Während Betül Smalltalk mit Sinas Eltern betreibt, stiehlt sich Annika bald aus dem Zimmer („Termin unten bei Döpfner, die Frau hat wohl auch kein Wochenende…!“) und Sina nutzt die Ablenkung durch Betül, um Annika zum Büro der Direktorin zu folgen.

„Sina, verschwinde“, sagt die nur. „Ich hab ein Meeting mit Annika. Allein!“

„Bitte! Ich will nur wissen, wo der Stifter ist?“

„Nicht gesehen, gerade nicht meine Baustelle, verzieh dich. BITTE!
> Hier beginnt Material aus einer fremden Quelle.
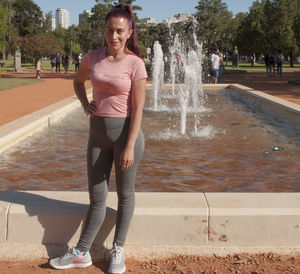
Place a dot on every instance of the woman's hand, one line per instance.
(91, 108)
(127, 158)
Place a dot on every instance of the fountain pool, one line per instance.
(231, 144)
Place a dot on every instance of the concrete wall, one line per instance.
(163, 223)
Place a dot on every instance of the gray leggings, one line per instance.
(108, 137)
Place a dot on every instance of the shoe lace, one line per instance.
(114, 253)
(69, 253)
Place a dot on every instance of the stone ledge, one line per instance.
(204, 223)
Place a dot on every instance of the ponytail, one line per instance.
(126, 11)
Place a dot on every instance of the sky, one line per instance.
(158, 9)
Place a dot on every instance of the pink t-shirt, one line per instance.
(112, 82)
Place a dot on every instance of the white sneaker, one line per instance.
(117, 264)
(72, 259)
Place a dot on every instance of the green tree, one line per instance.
(35, 46)
(3, 28)
(213, 20)
(28, 17)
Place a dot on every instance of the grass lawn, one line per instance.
(295, 82)
(9, 66)
(258, 67)
(7, 83)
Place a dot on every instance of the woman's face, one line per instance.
(117, 32)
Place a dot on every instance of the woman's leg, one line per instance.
(125, 181)
(99, 163)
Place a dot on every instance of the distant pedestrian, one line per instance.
(279, 59)
(272, 64)
(221, 66)
(53, 63)
(38, 68)
(76, 62)
(214, 67)
(267, 63)
(58, 61)
(66, 63)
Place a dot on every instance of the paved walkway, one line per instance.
(276, 86)
(20, 101)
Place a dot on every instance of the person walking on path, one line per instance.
(76, 62)
(279, 59)
(58, 61)
(267, 63)
(38, 68)
(53, 63)
(221, 66)
(214, 67)
(66, 63)
(272, 64)
(118, 77)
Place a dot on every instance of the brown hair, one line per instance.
(125, 11)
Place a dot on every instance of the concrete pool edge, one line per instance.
(25, 226)
(13, 132)
(163, 224)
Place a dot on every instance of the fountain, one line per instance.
(186, 71)
(197, 140)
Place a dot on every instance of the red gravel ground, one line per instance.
(17, 102)
(239, 263)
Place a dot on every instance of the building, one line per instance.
(148, 21)
(53, 23)
(62, 17)
(180, 17)
(84, 14)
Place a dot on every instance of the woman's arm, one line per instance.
(138, 101)
(80, 91)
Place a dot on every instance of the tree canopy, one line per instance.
(268, 26)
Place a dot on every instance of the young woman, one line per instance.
(118, 77)
(38, 68)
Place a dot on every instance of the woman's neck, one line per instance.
(115, 55)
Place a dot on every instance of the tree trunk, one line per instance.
(291, 59)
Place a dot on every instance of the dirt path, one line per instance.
(242, 263)
(20, 101)
(17, 102)
(276, 86)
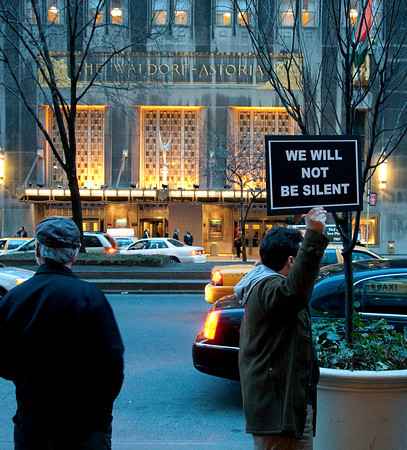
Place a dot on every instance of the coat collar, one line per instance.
(54, 268)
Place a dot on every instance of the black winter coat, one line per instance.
(61, 346)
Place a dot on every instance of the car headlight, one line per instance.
(211, 324)
(217, 278)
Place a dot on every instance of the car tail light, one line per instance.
(217, 278)
(211, 323)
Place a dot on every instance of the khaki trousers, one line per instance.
(276, 442)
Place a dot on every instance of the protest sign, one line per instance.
(303, 172)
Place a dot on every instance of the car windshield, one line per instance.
(111, 240)
(176, 243)
(14, 244)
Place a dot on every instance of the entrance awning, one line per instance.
(142, 195)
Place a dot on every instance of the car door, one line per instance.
(138, 248)
(157, 247)
(383, 296)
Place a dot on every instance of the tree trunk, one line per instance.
(76, 204)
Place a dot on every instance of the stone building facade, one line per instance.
(153, 133)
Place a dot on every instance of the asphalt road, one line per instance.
(165, 402)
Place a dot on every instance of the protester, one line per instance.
(277, 362)
(188, 238)
(176, 234)
(61, 346)
(21, 232)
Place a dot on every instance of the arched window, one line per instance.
(117, 12)
(160, 12)
(96, 9)
(55, 10)
(224, 13)
(182, 10)
(244, 13)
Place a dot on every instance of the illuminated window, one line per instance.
(224, 10)
(97, 9)
(287, 13)
(171, 148)
(309, 13)
(160, 12)
(54, 11)
(250, 127)
(90, 138)
(181, 12)
(244, 15)
(29, 12)
(117, 12)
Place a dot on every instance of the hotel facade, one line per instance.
(154, 132)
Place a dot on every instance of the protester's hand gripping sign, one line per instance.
(304, 172)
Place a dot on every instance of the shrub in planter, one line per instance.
(362, 393)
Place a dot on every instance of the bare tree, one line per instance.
(245, 171)
(354, 65)
(29, 51)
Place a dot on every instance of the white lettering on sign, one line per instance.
(296, 155)
(289, 191)
(314, 172)
(325, 189)
(325, 155)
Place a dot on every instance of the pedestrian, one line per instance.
(175, 235)
(188, 238)
(277, 362)
(238, 245)
(21, 232)
(61, 347)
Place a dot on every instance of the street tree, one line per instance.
(30, 52)
(245, 172)
(352, 68)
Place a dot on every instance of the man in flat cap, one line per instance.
(61, 347)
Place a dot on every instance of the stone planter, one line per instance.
(362, 410)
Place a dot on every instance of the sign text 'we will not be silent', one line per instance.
(303, 172)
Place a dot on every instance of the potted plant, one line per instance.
(362, 393)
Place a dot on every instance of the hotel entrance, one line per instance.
(155, 227)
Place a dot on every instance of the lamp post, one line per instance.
(2, 187)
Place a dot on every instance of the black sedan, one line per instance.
(380, 291)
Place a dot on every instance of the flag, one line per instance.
(361, 36)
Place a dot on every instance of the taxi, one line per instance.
(224, 278)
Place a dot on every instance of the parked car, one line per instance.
(380, 291)
(11, 245)
(224, 278)
(99, 242)
(11, 277)
(176, 250)
(124, 242)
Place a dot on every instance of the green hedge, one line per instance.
(95, 260)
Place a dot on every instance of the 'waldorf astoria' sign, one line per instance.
(303, 172)
(201, 68)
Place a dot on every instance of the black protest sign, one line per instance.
(303, 172)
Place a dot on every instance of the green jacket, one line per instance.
(278, 369)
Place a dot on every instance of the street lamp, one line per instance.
(353, 16)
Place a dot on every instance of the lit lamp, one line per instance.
(353, 16)
(117, 15)
(2, 167)
(53, 12)
(383, 174)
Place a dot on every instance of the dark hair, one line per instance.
(277, 245)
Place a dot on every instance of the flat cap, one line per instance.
(58, 232)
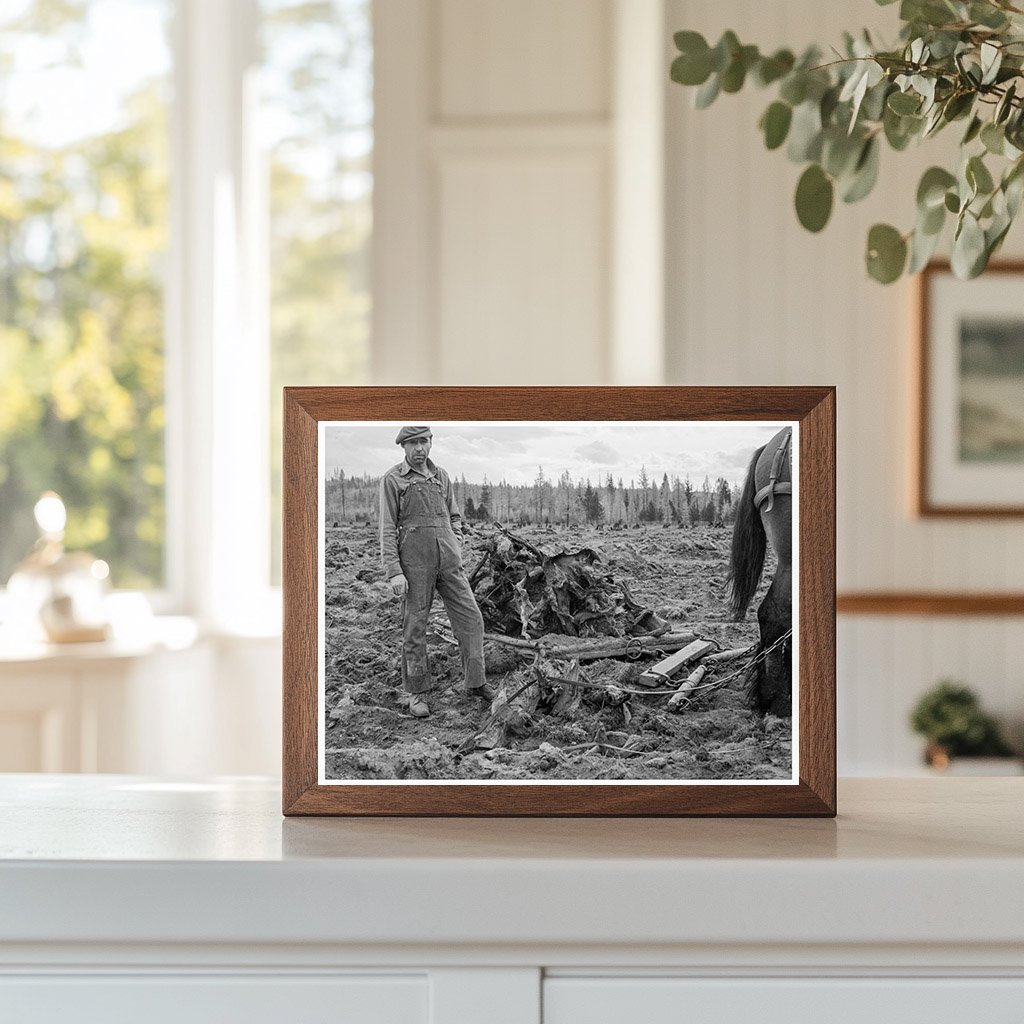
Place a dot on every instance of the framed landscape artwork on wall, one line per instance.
(574, 601)
(971, 393)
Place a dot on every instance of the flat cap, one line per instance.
(412, 434)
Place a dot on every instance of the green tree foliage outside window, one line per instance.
(317, 123)
(83, 231)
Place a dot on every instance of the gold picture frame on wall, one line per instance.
(352, 742)
(970, 445)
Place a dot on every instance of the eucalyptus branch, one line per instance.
(834, 117)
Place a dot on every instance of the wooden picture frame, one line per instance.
(810, 792)
(960, 472)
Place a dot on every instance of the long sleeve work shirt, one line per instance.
(393, 483)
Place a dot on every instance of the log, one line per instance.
(687, 687)
(657, 674)
(588, 648)
(591, 649)
(726, 655)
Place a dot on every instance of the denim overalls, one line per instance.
(431, 559)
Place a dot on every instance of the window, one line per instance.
(185, 194)
(83, 238)
(317, 132)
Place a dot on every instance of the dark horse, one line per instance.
(765, 512)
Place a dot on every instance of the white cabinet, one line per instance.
(224, 999)
(783, 1000)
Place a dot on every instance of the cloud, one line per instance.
(599, 453)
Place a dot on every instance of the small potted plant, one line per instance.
(950, 718)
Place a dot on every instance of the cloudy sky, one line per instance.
(513, 451)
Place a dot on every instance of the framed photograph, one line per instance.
(559, 601)
(971, 393)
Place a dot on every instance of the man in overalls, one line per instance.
(421, 527)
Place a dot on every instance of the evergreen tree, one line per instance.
(483, 506)
(593, 508)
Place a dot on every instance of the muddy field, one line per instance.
(553, 731)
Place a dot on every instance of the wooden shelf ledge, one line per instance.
(928, 603)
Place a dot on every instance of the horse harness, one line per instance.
(764, 500)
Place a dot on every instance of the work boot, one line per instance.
(482, 692)
(418, 707)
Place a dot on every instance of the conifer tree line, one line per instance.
(562, 501)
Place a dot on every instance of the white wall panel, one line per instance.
(752, 298)
(523, 58)
(522, 296)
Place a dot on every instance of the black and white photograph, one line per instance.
(971, 435)
(558, 601)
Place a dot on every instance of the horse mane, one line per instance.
(749, 546)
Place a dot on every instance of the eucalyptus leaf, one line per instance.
(923, 246)
(775, 123)
(814, 198)
(957, 105)
(693, 64)
(1005, 105)
(993, 138)
(973, 129)
(933, 186)
(969, 247)
(886, 253)
(903, 102)
(986, 14)
(952, 58)
(991, 59)
(708, 92)
(978, 176)
(932, 221)
(771, 69)
(734, 76)
(724, 51)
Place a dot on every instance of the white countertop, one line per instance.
(125, 859)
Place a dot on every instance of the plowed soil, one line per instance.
(573, 733)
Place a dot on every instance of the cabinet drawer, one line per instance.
(825, 1000)
(219, 999)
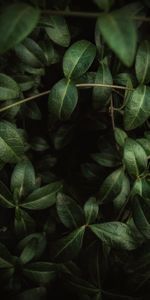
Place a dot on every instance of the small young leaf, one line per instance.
(11, 143)
(137, 109)
(101, 94)
(40, 272)
(139, 219)
(142, 64)
(111, 186)
(68, 247)
(58, 30)
(69, 212)
(91, 209)
(119, 36)
(9, 89)
(135, 158)
(115, 234)
(16, 22)
(63, 99)
(42, 197)
(23, 177)
(78, 58)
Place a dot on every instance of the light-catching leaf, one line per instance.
(42, 197)
(78, 58)
(135, 158)
(142, 64)
(16, 22)
(69, 212)
(115, 234)
(122, 39)
(63, 99)
(68, 247)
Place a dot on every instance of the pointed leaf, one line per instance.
(63, 99)
(69, 212)
(78, 58)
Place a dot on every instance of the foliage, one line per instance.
(74, 150)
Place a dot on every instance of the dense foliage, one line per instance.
(74, 150)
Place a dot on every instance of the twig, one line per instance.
(83, 14)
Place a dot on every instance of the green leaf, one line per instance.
(119, 32)
(6, 198)
(78, 58)
(139, 219)
(137, 109)
(11, 143)
(142, 64)
(30, 53)
(57, 30)
(9, 89)
(40, 272)
(120, 136)
(6, 259)
(91, 209)
(135, 158)
(23, 177)
(68, 247)
(111, 186)
(115, 234)
(101, 94)
(43, 197)
(124, 193)
(69, 212)
(63, 99)
(40, 239)
(38, 293)
(104, 4)
(16, 22)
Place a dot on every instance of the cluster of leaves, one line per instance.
(74, 150)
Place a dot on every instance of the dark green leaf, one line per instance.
(78, 58)
(63, 99)
(16, 22)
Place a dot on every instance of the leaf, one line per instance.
(40, 272)
(120, 200)
(63, 99)
(101, 94)
(104, 4)
(6, 259)
(91, 209)
(68, 247)
(30, 53)
(78, 58)
(137, 109)
(11, 143)
(115, 234)
(120, 136)
(111, 186)
(57, 30)
(16, 22)
(9, 89)
(6, 198)
(105, 159)
(40, 239)
(43, 197)
(69, 212)
(142, 64)
(139, 219)
(23, 177)
(38, 293)
(135, 158)
(119, 36)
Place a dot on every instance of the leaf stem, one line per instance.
(83, 14)
(79, 85)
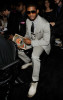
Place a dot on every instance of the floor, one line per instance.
(50, 85)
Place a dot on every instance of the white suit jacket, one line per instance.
(41, 31)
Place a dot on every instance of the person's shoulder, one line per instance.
(42, 19)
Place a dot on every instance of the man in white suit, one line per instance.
(39, 39)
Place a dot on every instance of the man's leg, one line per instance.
(25, 58)
(37, 51)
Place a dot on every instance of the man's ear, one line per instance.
(37, 11)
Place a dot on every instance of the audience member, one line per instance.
(6, 56)
(21, 11)
(48, 12)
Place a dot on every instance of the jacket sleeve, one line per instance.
(45, 40)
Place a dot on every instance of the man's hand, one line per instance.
(52, 23)
(10, 37)
(27, 41)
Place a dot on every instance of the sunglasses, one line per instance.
(33, 12)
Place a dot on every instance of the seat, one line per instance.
(8, 73)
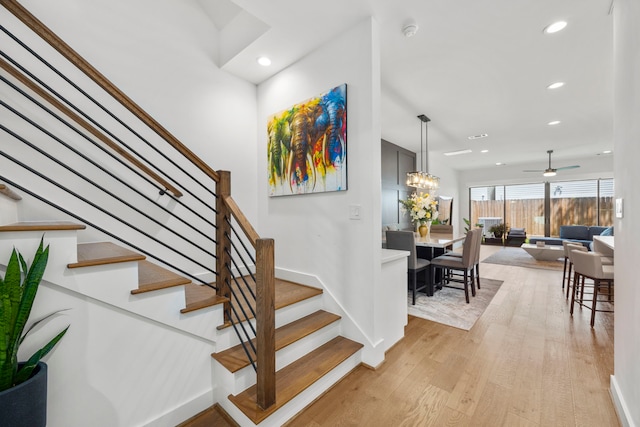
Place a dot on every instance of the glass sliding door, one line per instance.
(487, 206)
(573, 203)
(524, 207)
(606, 202)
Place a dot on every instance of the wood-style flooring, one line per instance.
(526, 362)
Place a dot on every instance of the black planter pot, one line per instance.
(25, 405)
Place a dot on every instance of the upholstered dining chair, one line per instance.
(406, 241)
(605, 252)
(478, 245)
(588, 265)
(464, 264)
(570, 247)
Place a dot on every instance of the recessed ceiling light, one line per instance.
(555, 27)
(410, 30)
(264, 61)
(555, 85)
(455, 153)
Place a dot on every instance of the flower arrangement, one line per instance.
(421, 207)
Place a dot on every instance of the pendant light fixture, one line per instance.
(422, 179)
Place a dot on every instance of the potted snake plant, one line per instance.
(23, 385)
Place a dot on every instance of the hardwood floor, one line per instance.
(526, 362)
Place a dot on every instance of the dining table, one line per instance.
(427, 246)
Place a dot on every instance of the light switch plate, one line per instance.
(354, 211)
(619, 208)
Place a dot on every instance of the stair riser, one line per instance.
(62, 248)
(8, 210)
(227, 337)
(300, 402)
(246, 377)
(112, 284)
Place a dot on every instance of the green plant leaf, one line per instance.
(24, 372)
(17, 293)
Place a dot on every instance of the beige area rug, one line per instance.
(518, 257)
(448, 306)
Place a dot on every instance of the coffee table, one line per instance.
(544, 253)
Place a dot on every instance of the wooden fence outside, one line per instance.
(529, 214)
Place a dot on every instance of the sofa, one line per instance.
(575, 233)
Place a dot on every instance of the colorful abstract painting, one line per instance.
(307, 146)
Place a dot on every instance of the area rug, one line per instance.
(518, 257)
(448, 306)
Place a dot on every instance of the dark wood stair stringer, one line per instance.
(235, 358)
(296, 377)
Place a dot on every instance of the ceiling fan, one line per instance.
(551, 171)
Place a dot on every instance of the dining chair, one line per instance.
(588, 265)
(477, 247)
(406, 241)
(464, 264)
(570, 247)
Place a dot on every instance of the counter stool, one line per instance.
(478, 245)
(406, 241)
(465, 264)
(569, 247)
(588, 265)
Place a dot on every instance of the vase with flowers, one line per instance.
(422, 209)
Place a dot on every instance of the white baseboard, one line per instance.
(622, 409)
(183, 412)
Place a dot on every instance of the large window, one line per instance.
(587, 202)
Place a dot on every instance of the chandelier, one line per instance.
(422, 179)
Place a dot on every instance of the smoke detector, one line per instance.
(410, 30)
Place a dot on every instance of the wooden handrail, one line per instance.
(9, 192)
(65, 50)
(242, 220)
(86, 125)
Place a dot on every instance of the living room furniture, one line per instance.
(463, 264)
(575, 233)
(588, 265)
(543, 253)
(406, 241)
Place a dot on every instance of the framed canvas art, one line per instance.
(307, 145)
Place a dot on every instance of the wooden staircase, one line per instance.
(308, 346)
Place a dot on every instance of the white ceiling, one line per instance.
(474, 66)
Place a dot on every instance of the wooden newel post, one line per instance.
(223, 188)
(265, 322)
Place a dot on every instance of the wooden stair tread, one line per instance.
(235, 358)
(200, 296)
(9, 192)
(101, 253)
(42, 226)
(152, 277)
(296, 377)
(287, 293)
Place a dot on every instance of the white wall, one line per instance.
(113, 368)
(160, 53)
(313, 232)
(625, 384)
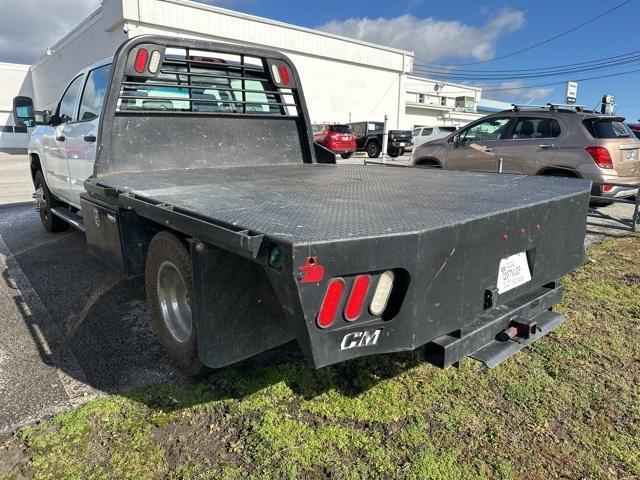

„Es ist aber wichtig! Meine Eltern sagen…“

„Liebe Sina. Wir beide sehen uns sehr viel häufiger, als einige DIESER DUSSELIGEN ALIENS MICH VOR DIE LINSE KRIEGEN! Und ihre Eltern zahlen das ZEHNFACHE für den Spaß hier! Ich weiß nicht, wo M.K. ist. Ich weiß nicht mal, ob er überhaupt noch hier ist! Such ihn dir selber! Aber wehe(!) du sagst IRGENDETWAS FALSCHES! Es gibt nur zwei Personen, die im Notfall M. K. die Meinung blasen dürfen. Im äußersten Notfall, nur alle paar Jahre und auch nur, wenn ich Bee in der Nähe weiß. Ist das klar? Rein mit dir, Annika!“

Rumms. Tür zu, Sina draußen, Thema durch.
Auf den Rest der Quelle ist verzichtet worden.